Acha que faltou uma comunicação mais transparente com a agência e com o beneficiário?
Comunicação sempre é um tema que é passível de muita melhora. Depois do jogo dá para saber onde o técnico poderia ter feito diferente. Do nosso lado, relacionado aos nossos planos de negócio, o que queremos fazer, quem somos nós, nós pecamos muito. Primeiro teve a leitura de que era uma empresa só, que não tinha nenhum conhecimento por trás. Acho que o timing da comunicação poderia ter sido muito melhor. Agora, o quanto isso influenciou uma coisa ou outra nunca vamos saber.
Caso a compra da carteira não se concretize, vocês vão iniciar uma operadora de planos individuais mesmo assim? Do zero?
Essa pergunta a gente se faz todo dia. Os fundamentos do nosso negócio estão muito apoiados na existência de uma plataforma forte, o número de vidas, a rede credenciada, e assim por diante. Essa plataforma permite muita alavancagem e tem um papel muito forte na história. Sem ela o conceito sozinho funciona, mas demora muito mais, demanda um esforço e uma linha de pensamento completamente diferentes. Então eu não posso dizer que não. Mas continuo otimista de que isso ainda vai dar certo. Os grandes fundamentos vêm da força dessa plataforma. O que todo mundo trata como um problema, eu trato como a base da solução.
A transferência da carteira tem sido muito criticada por beneficiários, pois houve descredenciamento de hospitais e laboratórios. Vocês não são donos da carteira ainda, mas isso atrapalha o negócio de vocês. Estão em contato com a UnitedHealth para discutir esses pontos?

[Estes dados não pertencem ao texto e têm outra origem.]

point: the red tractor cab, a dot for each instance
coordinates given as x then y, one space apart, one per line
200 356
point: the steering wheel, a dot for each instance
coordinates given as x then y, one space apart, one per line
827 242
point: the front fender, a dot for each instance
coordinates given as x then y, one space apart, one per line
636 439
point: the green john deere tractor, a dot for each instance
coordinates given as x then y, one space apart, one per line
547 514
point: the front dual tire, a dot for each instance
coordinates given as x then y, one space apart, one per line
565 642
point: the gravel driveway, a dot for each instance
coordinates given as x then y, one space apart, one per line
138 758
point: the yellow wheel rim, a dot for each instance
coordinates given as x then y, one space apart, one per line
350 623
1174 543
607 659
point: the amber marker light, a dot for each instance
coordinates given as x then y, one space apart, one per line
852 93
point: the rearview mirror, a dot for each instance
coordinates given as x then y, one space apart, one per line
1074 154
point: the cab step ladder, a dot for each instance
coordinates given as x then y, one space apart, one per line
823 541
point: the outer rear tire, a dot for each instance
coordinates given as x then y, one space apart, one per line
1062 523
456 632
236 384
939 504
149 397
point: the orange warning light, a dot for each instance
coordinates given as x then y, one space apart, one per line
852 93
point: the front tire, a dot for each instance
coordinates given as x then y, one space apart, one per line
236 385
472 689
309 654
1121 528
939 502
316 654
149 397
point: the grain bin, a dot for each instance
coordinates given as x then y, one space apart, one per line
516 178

Sim, e não só com eles. A gente foi tentar entender, sentamos com o Procon e vários outros atores. Existem 294 reclamações no Procon. Fomos tentar entender, dentro do limite do que a gente pode, qual a causa raiz, a linha de pensamento. Conversamos até com aqueles provedores que foram descredenciados, ou parcialmente descredenciados. Não quer dizer que tudo pode ser revertido, mas coletamos os dados, desenhamos estratégias e começamos a desenhar possíveis soluções para resolver isso. Mas sim, isso atrapalha muito, esse ruído todo, essa insatisfação, qualquer que seja a razão dela, por parte do beneficiário. Nos incomoda muito essa questão do nível de satisfação.
O descredenciamento não foi uma condição para vocês fecharem um acordo a Amil?
Não, de maneira nenhuma, e nem faria sentido. Por que eu ia pedir o descredenciamento de alguém? Tem essa teoria da conspiração de que esse descredenciamento força as pessoas a saírem do plano. Mas, se eu preciso das pessoas, por que eu forço elas a saírem? Isso não faz sentido do aspecto lógico. E aí voltamos àquela ideia de que está todo mundo conspirando para ver se acaba com o plano individual. Gostaria que alguém colocasse o benefício da dúvida, de dizer ‘esses caras têm um conceito que pode dar certo’. Eu tenho certeza que dá certo.
É possível que haja uma retomada de pelo menos parte da rede que foi descredenciada?
É possível. Onde tenha essa possibilidade e essa necessidade, e que atenda o interesse de todos, sim. Estamos tentando entender se existe espaço para negociação, aparentemente existe. Não é reverter por reverter, mas se vermos que é melhor ajustar porque isso faz bem para todos. E pode ser que não faça sentido no conceito da grande empresa com plano empresarial e onde os planos individuais entram junto, mas pode fazer sentido quando é só para o plano individual.